Sunday, June 13, 2004

Egad, I got sunburned doing a 20 mile ride today. Who'da thunk? Since I was going so short, I didn't bother with sunscreen or rolling up my sleeves to avoid a farmers tan. But red as rain are my arms, stopping halfway up my cyclists biceps (read: none). But seeing as it was reasonably warm today and it was an urban ride with no shade, and seeing as I got a flat and patched it in the bright sunlight, I shouldn't be too surprised. Maybe I'll go out again tomorrow to try to right this wrong.

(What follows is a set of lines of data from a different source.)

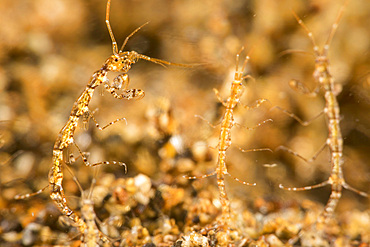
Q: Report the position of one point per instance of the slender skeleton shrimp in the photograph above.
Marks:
(120, 61)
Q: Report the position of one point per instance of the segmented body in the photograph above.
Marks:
(334, 141)
(120, 61)
(65, 138)
(224, 142)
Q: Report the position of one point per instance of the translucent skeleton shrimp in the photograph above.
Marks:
(334, 141)
(224, 142)
(92, 236)
(120, 61)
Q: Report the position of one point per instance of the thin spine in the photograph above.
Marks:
(118, 62)
(91, 235)
(332, 112)
(236, 91)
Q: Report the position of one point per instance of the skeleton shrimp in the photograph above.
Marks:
(334, 140)
(224, 142)
(120, 61)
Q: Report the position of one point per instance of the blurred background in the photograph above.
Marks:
(49, 50)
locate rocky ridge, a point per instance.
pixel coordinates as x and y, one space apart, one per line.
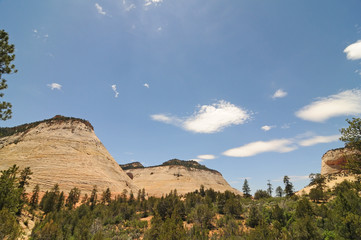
334 160
185 176
65 151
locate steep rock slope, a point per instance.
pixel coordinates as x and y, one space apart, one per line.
185 176
333 160
65 151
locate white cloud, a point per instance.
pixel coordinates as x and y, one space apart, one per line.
318 139
149 2
114 87
128 7
254 148
54 86
198 160
166 119
344 103
267 128
208 118
206 156
298 178
214 118
100 9
353 51
279 94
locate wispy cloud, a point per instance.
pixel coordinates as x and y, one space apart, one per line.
267 128
206 156
53 86
114 87
208 118
254 148
166 119
198 160
279 145
280 93
150 2
318 139
299 178
128 7
100 9
39 35
353 51
344 103
293 178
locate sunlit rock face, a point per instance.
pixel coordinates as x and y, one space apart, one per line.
333 160
160 180
65 151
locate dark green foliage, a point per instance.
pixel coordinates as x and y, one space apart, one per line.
93 197
254 217
7 56
261 194
12 188
187 164
202 216
279 192
73 198
25 127
246 189
106 196
34 199
288 186
52 201
233 207
352 138
9 227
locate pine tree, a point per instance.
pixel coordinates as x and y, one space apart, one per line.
6 67
73 198
288 186
106 196
246 189
34 199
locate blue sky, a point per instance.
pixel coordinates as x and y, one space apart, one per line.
253 89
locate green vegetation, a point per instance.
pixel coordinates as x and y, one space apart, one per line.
6 67
191 164
202 214
352 138
188 164
6 131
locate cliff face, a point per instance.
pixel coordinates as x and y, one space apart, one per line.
333 160
64 151
160 180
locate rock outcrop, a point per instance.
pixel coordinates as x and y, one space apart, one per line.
65 151
185 176
333 160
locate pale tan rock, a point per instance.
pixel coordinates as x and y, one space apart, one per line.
333 160
66 152
160 180
330 184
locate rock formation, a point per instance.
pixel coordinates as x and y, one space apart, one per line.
185 176
333 160
65 151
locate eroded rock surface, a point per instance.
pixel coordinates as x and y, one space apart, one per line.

Field of Dreams was on network TV last night and I watched it. It is so embarassing to count it as one of my favorite films of all time. It's not a sophisticated film. It's a shameless tear-jerker, albeit not a conventional one. Theoretically, the film shouldn't "work". The lines, the progression, the ideas - write them down on paper and they don't work, they're hokey, they're campy, they're pedestrian, they're "what the hell, who's gonna buy this?". But it's bold, it doesn't care, the film was made and the delivery is nothing short of sophisticated. Something worked.

I remember when it came out. I was spending the Summer of 1989 alone and isolated in a house in Oberlin, Ohio, writing and recording doomy songs on 4-track. I saw it at the Apollo theater in "downtown" Oberlin one night, and afterwards, all I could do was get on my bike and ride and ride, ride out of town on the flat, straight roads that were sporadically lit. When I stopped at the reservoir, I just felt like melting into the starry Summer sky, just letting my being go, vast nothingness glow. So hokey.

I always thought it was the connection and belief that got me. Keying into something inexplicable, but believing so hard that nothing is unbelievable; a feeling so pure that there's not even a consideration of cynicism. And, oh, the moments, the one-liners that resonate and if executed short of perfect wouldn't have worked. "Hi, I'm Archie Graham", "Daddy, there's a man on the lawn", "I had the same dream", "Sorry", and that whole end sequence. Wow. No other film has ever had me feel like I was being thoroughly brain-washed to believe this thing that was beyond all credibility. I mean, why not believe that these things can happen? Why not believe in magic?